Dans ces villages les habitants parcourent de longues distances pour s’approvisionner en eau potable et font recours aux eaux des rivières avec tous les risques liés aux maladies. Kidumu Musegetera Philémon, président de la société civile locale qui confirme cette information pense que cette situation est d’ailleurs à la base de la résurgence de l’épidémie du choléra dans cette partie de la province du Sud-Kivu.

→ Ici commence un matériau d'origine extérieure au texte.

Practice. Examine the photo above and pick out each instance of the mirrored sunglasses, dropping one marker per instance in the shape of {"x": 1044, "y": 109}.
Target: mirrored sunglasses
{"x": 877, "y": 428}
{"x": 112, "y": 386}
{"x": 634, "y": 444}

Cette carence en eau potable dans cette contrée est liée à plusieurs facteurs. Rukukuye Bushambale Héritier, président du comité de gestion d’eau potable de Sange, pense que cette situation est dû à l’incapacité du réseau qui dessert en eau potable la cité de Sange, qui était construit en 1986 pour servir seulement 14.000 habitants. C’est avec la démographie que ce réseau n’est plus capable de desservir les habitants aujourd’hui plus de 80.000. Cette difficulté de manque d’eau potable est à la base de la notification régulière dans le camp de transit de refugiés burundais à Sange, plusieurs cas de contamination du cholera.
Suite à la démographie élevée, indique-t-il le gestionnaire du réseau de distribution d’eau est obligé de desservir l’eau selon les quartiers. C’est pendant ce temps que les autres quartiers de débrouillent en puisant de l’eau souillée des rivières.
Il lance appel vibrant au gouvernement et humanitaires pour initier des projets pour pallier à cette situation. Il propose l’érection des réseaux hydrauliques dans ces villages de la plaine de la Ruzizi, pour épargner cette population exposée à des épidémies d’origine hydrique.